Phongsaly outlines path to prosperity

By Ounkham Pimmata
May 20, 2011

Villagers plant vegetables on a hillside near their village in Nhot-ou district of Phongsaly province.

Phongsaly province expects to attain GDP of 1,137 billion kip in the next five years, while local people’s incomes should reach US$754 per capita, according to the Phongsaly Socio-Economic Development Plan for 2011-2015.

As at last year, the province’s economy was worth around 720 billion kip and average per capita income was US$467 per annum.

The plan outlines efforts to expand the provincial agriculture and forestry sector to account for 43 percent of GDP and the services sector for 23 percent.

Provincial authorities hope to increase GDP by 10 percent per annum over the next five years and to spend 1.86 billion kip on funding social and economic development by 2015.

Phongsaly will build on strategic plans to attract both domestic and international investors, with a target of investment value of 818.4 billion kip over the next five years. That means the province must increase investment by around US$20 million per year to achieve its goal.

Provincial authorities expect to spend more than 300 billion kip, or 18 percent of GDP, to develop rural areas, alleviate poverty and encourage vocational education in remote areas.

Attracting increased aid funding from international organisations and neighbouring countries like China and Vietnam to 111.6 billion kip is another goal outlined in the plan, with aid to focus on human resource development, and projects to improve sanitation and reduce poverty.

The province’s exports are expected to reach a value of more than 280 million kip in the next five years and should grow by 7-10 percent each year, while imports are targeted to reach 205 million kip in value.

Officials say targets in the plan are attainable in the next five years due to the province’s abundance of natural resources, which have yet to be exploited, while it also borders China and Vietnam.However, some challenges remain, especially in social and economic development, as local people in remote areas lack the knowledge and equipment to bolster agricultural production, many poor families are still involved in slash and burn cultivation, and the number of families classified as poor remains high.

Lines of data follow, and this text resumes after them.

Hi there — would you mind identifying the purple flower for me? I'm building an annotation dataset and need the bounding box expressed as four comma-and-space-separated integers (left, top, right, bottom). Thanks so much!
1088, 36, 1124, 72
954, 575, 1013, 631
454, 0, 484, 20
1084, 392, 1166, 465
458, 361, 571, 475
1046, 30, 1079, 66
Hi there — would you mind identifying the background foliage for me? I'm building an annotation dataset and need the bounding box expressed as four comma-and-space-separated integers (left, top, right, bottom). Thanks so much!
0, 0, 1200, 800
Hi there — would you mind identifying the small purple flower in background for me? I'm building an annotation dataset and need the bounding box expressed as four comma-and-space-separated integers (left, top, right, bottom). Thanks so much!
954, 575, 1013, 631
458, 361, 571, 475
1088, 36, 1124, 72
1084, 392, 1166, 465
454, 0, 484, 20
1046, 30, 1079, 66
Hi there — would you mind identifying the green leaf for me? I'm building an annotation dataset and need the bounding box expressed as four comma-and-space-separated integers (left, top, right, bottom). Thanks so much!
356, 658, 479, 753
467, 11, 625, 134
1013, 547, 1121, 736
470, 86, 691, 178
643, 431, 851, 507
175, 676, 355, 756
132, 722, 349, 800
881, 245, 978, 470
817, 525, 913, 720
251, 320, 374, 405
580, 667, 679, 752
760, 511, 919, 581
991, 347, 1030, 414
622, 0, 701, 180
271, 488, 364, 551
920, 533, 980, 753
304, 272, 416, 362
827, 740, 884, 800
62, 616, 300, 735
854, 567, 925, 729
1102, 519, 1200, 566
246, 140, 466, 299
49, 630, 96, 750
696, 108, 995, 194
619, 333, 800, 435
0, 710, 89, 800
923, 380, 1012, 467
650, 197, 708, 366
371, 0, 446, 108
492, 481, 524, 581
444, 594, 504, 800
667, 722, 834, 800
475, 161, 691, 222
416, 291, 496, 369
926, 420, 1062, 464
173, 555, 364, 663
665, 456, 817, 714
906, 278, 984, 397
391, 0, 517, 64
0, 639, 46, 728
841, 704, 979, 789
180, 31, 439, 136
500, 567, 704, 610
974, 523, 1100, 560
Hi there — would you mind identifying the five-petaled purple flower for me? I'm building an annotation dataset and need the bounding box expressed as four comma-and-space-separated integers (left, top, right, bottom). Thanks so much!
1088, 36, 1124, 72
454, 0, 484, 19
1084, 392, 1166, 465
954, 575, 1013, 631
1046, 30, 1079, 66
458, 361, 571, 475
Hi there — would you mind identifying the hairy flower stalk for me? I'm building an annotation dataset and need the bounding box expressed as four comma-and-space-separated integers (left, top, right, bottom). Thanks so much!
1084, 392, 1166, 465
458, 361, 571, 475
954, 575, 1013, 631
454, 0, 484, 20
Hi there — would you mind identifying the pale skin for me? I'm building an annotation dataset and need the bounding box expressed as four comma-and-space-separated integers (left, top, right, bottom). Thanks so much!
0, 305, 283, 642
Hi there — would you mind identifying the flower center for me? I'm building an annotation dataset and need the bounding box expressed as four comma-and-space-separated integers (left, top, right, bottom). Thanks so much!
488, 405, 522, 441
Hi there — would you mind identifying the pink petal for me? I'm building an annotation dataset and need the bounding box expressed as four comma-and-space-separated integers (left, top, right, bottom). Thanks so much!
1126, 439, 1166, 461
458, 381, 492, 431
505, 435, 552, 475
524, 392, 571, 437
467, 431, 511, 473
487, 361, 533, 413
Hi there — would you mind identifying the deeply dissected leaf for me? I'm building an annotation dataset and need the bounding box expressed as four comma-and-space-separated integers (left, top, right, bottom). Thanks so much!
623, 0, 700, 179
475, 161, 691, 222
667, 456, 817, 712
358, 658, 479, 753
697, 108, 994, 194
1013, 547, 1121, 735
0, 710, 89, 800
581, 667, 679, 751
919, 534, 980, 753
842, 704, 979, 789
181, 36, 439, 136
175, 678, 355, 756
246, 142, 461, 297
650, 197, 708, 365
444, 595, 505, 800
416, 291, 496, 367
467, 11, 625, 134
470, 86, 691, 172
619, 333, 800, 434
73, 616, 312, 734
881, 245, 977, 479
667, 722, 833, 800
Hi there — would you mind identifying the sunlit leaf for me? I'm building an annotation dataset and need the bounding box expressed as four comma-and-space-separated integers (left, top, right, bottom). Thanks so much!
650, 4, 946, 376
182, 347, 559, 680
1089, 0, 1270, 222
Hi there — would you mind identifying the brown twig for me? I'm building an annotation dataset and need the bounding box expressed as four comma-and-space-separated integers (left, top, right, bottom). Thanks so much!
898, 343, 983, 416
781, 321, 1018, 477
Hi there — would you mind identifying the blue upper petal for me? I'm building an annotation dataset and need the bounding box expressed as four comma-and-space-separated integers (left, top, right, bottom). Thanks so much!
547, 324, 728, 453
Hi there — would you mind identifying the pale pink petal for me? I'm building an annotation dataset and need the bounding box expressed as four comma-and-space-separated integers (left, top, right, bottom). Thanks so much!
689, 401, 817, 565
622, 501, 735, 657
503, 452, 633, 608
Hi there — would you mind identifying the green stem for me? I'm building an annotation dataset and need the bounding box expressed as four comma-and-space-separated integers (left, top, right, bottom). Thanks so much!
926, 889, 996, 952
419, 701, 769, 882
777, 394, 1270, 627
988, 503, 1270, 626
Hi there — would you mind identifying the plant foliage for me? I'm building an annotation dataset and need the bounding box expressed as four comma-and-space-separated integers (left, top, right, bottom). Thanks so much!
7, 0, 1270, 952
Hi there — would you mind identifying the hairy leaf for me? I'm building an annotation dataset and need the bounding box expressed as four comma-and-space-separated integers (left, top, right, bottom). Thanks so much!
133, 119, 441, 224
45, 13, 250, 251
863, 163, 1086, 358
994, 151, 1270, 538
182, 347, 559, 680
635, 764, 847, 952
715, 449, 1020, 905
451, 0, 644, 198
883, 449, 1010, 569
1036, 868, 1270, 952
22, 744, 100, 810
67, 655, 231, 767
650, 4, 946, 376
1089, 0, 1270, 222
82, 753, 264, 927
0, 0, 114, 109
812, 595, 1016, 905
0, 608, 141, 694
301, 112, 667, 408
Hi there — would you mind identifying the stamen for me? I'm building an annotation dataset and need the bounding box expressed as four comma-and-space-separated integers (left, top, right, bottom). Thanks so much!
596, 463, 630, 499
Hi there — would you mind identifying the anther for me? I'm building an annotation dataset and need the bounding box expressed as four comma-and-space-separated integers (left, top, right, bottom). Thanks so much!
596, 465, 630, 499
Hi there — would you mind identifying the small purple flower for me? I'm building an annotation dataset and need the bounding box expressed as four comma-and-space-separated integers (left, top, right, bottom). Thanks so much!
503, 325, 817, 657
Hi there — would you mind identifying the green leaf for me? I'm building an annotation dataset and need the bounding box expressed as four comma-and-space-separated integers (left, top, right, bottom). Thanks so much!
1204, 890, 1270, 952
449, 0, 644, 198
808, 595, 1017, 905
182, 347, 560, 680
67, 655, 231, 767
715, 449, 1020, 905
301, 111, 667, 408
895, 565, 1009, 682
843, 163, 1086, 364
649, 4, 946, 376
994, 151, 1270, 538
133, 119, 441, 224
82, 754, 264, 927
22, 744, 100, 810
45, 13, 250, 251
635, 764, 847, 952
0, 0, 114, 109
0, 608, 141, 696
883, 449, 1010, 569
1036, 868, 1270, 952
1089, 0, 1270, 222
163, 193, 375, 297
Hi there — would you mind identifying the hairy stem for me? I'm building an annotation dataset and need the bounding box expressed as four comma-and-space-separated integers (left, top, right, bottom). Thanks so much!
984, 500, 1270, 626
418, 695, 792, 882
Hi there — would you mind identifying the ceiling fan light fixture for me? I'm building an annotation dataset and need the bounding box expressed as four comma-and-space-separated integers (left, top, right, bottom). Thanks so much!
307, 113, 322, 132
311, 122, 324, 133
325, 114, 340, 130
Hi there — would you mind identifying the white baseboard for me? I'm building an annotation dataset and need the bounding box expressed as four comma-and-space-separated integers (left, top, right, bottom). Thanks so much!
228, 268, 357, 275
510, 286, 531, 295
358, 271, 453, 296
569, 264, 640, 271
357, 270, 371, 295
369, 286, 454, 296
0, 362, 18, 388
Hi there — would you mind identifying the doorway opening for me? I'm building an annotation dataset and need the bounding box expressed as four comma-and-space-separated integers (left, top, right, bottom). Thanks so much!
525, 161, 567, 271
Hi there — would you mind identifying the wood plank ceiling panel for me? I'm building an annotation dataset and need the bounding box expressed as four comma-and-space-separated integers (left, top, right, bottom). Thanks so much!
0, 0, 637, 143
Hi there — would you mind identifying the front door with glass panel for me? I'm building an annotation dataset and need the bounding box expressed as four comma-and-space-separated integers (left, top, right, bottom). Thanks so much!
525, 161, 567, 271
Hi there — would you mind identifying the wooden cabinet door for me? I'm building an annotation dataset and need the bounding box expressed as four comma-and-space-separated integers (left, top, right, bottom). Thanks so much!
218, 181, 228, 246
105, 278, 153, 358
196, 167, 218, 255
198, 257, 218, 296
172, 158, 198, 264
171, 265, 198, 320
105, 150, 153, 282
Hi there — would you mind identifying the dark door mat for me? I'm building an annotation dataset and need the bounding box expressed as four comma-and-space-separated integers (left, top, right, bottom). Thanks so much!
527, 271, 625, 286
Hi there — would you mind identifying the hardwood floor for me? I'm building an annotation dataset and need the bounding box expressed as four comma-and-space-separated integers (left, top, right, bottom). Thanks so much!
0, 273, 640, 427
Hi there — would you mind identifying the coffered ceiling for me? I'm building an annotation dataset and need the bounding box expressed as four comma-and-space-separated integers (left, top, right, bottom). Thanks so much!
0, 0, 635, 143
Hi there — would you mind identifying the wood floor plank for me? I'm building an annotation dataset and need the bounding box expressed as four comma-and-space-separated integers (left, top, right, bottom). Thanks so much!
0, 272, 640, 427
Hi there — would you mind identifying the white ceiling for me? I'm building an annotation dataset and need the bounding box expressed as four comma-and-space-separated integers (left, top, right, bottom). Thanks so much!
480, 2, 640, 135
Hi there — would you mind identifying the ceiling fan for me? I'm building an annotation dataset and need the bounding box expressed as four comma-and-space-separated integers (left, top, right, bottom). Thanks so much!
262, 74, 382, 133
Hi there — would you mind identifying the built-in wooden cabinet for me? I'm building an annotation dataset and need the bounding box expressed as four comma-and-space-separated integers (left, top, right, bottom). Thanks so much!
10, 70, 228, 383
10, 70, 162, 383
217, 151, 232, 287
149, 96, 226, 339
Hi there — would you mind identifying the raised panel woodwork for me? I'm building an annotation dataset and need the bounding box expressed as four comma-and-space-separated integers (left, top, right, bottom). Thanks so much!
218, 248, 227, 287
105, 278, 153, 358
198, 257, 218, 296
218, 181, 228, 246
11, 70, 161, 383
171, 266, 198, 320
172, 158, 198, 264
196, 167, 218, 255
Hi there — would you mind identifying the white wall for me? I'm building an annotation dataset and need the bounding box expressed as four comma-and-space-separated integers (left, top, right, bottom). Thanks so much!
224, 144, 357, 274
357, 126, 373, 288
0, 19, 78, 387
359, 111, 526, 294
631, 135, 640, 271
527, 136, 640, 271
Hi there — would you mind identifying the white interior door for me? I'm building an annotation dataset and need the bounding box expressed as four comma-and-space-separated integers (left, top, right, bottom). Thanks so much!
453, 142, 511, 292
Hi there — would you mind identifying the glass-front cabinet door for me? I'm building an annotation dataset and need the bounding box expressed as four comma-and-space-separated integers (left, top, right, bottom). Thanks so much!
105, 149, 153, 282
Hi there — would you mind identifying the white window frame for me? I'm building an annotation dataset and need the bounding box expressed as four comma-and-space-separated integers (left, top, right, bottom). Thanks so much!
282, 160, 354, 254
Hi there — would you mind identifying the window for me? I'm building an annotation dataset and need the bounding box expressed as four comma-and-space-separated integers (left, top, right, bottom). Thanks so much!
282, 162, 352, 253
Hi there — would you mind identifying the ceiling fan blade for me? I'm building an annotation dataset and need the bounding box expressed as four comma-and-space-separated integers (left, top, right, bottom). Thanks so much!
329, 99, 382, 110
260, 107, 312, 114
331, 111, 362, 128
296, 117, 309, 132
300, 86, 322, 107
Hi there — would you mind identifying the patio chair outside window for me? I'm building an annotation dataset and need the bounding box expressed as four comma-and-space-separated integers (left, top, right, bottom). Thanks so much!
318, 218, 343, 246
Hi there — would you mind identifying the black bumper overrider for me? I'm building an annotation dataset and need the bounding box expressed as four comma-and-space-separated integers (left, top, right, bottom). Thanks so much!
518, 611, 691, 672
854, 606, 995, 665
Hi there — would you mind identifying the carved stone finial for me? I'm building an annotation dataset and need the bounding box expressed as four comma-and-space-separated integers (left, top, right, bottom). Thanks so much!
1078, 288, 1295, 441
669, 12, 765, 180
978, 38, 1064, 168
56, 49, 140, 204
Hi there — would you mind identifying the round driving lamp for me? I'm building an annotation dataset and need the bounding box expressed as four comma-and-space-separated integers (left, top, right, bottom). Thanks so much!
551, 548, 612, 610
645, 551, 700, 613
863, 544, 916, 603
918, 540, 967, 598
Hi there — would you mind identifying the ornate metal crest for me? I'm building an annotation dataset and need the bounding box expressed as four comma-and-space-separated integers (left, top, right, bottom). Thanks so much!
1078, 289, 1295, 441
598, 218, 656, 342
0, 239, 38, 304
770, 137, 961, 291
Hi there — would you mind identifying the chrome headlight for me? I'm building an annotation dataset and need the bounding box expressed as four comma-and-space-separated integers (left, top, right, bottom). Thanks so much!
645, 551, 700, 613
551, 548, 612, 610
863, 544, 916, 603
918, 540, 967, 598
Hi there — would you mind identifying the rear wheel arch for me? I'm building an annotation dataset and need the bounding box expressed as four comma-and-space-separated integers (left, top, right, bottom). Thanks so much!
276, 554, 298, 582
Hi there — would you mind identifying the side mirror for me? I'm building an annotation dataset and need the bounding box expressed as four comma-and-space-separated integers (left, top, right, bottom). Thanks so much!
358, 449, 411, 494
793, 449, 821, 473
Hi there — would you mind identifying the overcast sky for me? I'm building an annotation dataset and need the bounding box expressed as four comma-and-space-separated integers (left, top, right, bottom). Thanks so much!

Additional challenges are basic infrastructure remains poor and inconvenient for investors, most roads are not sealed, and some villages in rural areas lack access to clean water, schools, and medical services.

Provincial officials hope improving infrastructure to attract more investors will help local people to improve their living standards, reduce poverty and achieve the Millennium Development Goals by 2015, in line with government policies.